Hew Griffiths was sentenced to over 4 years in gaol on Friday for criminal copyright infringement (the US court has recognised time served already in Australia challenging extradition; this means he will spend about 15 months in prison in reality). Hew Griffiths was extradited to the US from Australia in February to face a US court – even though he had never previously set foot in the country.

Earlier commentary on the case can be found at Larvatus Prodeo, Catallaxy, Legal Soapbox (here and here), Inchoate, and IPWars – and even the IPKat, as well as the mainstream media (here and here). Malik and the House of Commons have commented on the endgame, as has Club Troppo. It’s interesting to read the commentary: a lot of people really are quite torn over this one. Griffiths did some pretty serious stuff in terms of copyright infringement – about as serious as you can imagine it getting. Nevertheless, is extradition appropriate/proportionate?
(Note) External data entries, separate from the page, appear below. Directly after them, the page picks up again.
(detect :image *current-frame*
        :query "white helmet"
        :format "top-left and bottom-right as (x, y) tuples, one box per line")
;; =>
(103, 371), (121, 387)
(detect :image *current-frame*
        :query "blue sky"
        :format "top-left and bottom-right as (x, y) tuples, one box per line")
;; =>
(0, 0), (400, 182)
Today, I have a short comment in Crikey. More over the fold.

Here’s what I said:

In February, an Australian resident, Hew Griffiths, was extradited to face a US criminal court on charges of conspiracy to commit criminal copyright infringements, and criminal copyright infringement. He pleaded guilty, and last Friday he was sentenced to more than 4 years in gaol – although because he has already spent 3 years in an Australian gaol, he will have to serve 15 months over in the US.

Griffiths was extradited, and has been convicted, for his involvement in ‘warez trading’: he was a leader of the DrinkOrDie software piracy group, who deliberately and consciously set up an international computer network which operated, in an organised way, to crack technical protections on software and distribute the uncracked version.
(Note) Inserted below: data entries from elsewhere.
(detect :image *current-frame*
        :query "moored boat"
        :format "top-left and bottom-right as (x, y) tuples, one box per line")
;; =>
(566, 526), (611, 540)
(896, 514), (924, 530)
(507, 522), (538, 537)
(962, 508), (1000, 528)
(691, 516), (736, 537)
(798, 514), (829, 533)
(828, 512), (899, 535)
It’s important to get a few misconceptions out of the way. Griffiths is not copyright’s version of David Hicks. Hicks was held without charge for years in the US; Griffiths was held only after a US grand jury indicted him. Hicks was charged under laws which applied criminal penalties retrospectively to acts done before the law was passed. Griffiths was convicted for acts which were crimes under Australian law at the time he did them. It is unlikely Hicks was thinking about possible conviction by a US court when he acted in Afghanistan; Griffiths flouted Australian and US copyright law, and boasted he would not be caught. If the US were going to choose a case for a copyright-based extradition, they certainly chose someone who is not a particularly sympathetic character.

But we should be shocked, and worried, by what has happened to Griffiths. Why? Because before he was extradited, Griffiths had never set foot in the United States. It is a worry that we have, without any apparent demur on the part of Australian authorities, the exercise of US jurisdiction. It means that Australian authorities will, it seems, happily allow US law to be applied to acts done in Australia. Why? There is no reason why Griffiths could not have been charged, and tried, in an Australian court. There were many other co-conspirators, but none have been extradited to the US. Several were charged, and convicted, under UK law by UK courts. Why is Griffiths being treated differently? Because Griffiths was the leader? All the more reason to try him here.
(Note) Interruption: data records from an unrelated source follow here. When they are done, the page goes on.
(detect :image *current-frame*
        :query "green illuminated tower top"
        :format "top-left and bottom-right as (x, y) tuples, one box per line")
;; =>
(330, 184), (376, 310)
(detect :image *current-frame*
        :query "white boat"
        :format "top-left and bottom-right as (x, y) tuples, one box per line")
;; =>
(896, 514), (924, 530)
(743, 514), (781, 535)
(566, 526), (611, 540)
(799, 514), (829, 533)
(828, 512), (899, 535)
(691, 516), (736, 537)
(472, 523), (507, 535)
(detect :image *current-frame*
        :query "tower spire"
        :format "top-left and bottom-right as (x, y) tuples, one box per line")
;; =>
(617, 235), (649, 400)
The Australian government might respond that in the case of ‘transnational’ crimes, drastic action like extradition is necessary. But this is copyright, not international terrorism or child pornography we are talking about. It is an economic crime. Extradition does not seem appropriate or proportionate.

We should be worried that such extraditions might become more common. If they do, Australians will have to consider, in their online activities, extradition to the US as a possible risk. So much for Australian sovereignty.